Friday, March 25, 2016

Karadzic and the dogs of war

In July 2008, after the arrest of Radovan Karadzic, Brendan O'Neill wrote an article that provided the crucial missing piece to the puzzle of how the Atlantic Empire has interacted with jihadists: Bosnia.

Pointing out that America armed and trained a military machine that was using Mujahideen as "shock troops," O'Neill reminds us of the striking parallels between the positions of Al-Qaeda militants and "liberal hawks in newsrooms across America and Europe":
Indeed, many of the Mujahideen who fought in Bosnia were inspired to do so by simplistic media coverage of the sort written by liberal-left journalists in the West. Many of the testimonies made by Arab fighters reveal that they first ventured to Bosnia because they "saw US media reports on rape camps" or read about the "genocide" in Bosnia and the "camps used by Serb soldiers systematically to rape thousands of Muslim women." Holy warriors seem to have been moved to action by some of the more shrill and unsubstantiated coverage of the war in Bosnia.
Both Western liberals and the Mujahideen ventured to Bosnia in response to their own crises of legitimacy, and in search of a sense of purpose, O'Neill argues, citing a number of sources. The Serbs provided a convenient enemy to project all their pent-up frustration, anger and hatred onto.
"For both Western liberals (governments and thinkers) and the Mujahideen, Bosnia became a refuge from these harsh realities, a place where they could fight fantasy battles against evil to make themselves feel dynamic and heroic instead of having to face up to the real problems in their movements and in politics more broadly."
Both Western imperialists and Islamic jihadists became "super-moralized, militarized, internationalized" in Bosnia, as a result of their struggle against the "evil Serbs." Today, the Empire and its allies accuse Russia of "revisionism" but it was they who chose to trample international law and the existing order by inventing "humanitarian" wars and "responsibility to protect," reviving "coalitions of the willing" 200 years after Napoleon.
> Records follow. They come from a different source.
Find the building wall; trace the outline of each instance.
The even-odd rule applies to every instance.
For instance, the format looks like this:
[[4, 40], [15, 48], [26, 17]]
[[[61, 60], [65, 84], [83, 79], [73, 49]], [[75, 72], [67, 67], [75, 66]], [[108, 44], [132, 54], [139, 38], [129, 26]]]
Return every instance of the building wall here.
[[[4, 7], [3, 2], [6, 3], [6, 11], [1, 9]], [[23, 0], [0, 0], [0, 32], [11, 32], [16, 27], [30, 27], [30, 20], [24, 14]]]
As for the Islamists, they went internationalist, spreading the message of jihad everywhere - fueled by Washington's wars, no less - from Kenya and Tanzania embassy bombings to 9/11 and Brussels just this week.
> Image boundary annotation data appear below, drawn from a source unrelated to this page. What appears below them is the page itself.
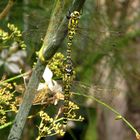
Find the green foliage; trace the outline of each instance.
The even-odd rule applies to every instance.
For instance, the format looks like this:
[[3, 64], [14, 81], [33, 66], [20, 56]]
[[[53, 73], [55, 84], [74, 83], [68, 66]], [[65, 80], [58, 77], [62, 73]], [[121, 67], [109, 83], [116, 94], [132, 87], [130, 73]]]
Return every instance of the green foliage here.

O'Neill says Karadzic has much to answer for. I'll accept that. But he also says that the demonization of Karadzic and the Serbs, and the resulting "rehabilitation of both Western militarism and Islamic radicalism, has also done a great deal to destabilize international affairs and destroy entire communities." Just ask the Afghans, Iraqis, Syrians, Libyans, Egyptians, Kurds...
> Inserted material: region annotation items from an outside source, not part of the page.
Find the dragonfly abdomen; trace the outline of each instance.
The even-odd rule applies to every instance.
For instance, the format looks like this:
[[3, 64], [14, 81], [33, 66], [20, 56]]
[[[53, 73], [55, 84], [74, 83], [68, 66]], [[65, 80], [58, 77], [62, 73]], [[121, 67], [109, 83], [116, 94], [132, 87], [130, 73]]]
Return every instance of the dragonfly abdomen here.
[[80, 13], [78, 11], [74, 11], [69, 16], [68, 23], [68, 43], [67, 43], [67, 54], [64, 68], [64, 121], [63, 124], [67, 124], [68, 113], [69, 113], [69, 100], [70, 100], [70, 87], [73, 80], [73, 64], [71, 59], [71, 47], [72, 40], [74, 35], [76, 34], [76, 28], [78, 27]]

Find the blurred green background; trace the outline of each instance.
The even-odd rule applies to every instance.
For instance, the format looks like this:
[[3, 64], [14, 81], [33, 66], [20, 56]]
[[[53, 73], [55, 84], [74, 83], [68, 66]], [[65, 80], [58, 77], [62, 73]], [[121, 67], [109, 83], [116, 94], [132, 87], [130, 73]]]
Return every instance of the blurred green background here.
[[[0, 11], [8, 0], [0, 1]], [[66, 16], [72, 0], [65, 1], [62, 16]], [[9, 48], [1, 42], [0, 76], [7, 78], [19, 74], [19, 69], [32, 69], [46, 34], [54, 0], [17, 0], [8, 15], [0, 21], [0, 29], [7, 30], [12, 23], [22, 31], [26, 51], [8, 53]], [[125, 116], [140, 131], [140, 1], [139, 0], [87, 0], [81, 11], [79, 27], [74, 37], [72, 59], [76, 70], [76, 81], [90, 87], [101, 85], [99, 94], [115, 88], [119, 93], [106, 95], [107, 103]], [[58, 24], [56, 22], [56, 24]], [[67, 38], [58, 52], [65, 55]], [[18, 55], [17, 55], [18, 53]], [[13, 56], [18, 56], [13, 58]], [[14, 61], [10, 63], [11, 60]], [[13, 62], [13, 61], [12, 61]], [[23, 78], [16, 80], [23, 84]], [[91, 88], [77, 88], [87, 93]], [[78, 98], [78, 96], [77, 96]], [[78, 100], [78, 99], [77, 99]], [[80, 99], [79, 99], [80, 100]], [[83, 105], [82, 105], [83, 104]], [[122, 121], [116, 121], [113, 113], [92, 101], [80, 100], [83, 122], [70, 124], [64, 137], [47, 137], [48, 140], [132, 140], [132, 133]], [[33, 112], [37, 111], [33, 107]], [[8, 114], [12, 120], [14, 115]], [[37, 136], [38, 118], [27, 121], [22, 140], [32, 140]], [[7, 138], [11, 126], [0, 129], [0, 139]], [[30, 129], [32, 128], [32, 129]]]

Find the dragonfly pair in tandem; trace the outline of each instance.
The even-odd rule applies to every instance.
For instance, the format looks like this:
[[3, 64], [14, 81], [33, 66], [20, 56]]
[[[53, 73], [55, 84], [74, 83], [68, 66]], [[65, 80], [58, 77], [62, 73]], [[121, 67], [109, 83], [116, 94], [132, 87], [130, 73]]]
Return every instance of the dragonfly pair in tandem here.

Which brings me to a point I've been making here for years. I find it utterly disgusting that the same people who howl in outrage over the "genocide in Srebrenica" never seem to realize - or perhaps don't care - that "Srebrenica" has been used to justify the deaths of a million Muslims, and maybe more, in Western "humanitarian interventions" since 9/11. 


CAP said...

What's your take on this Florence Hartmann affair GF? What does she know about documents supplied by Belgrade concerning Bosnian War? Will you write something?

CubuCoko said...

From what I understand, those "documents" are a red herring. To the best of my knowledge, Hartmann was sacked because she let being a Croatian propagandist overrule being a Tribunal mouthpiece, and the contempt charges/arrest were an attempt to bring her under control.

dave said...

@CubuCoko What is your opinion about the "chaotic" elections in Serbia?
Do you believe Seselj's accusation the US ambassador is pushing Dveri and Tadic&co into the parliament?

CubuCoko said...

Chaotic? Nah, it's a farce. Nothing seems to have changed at all.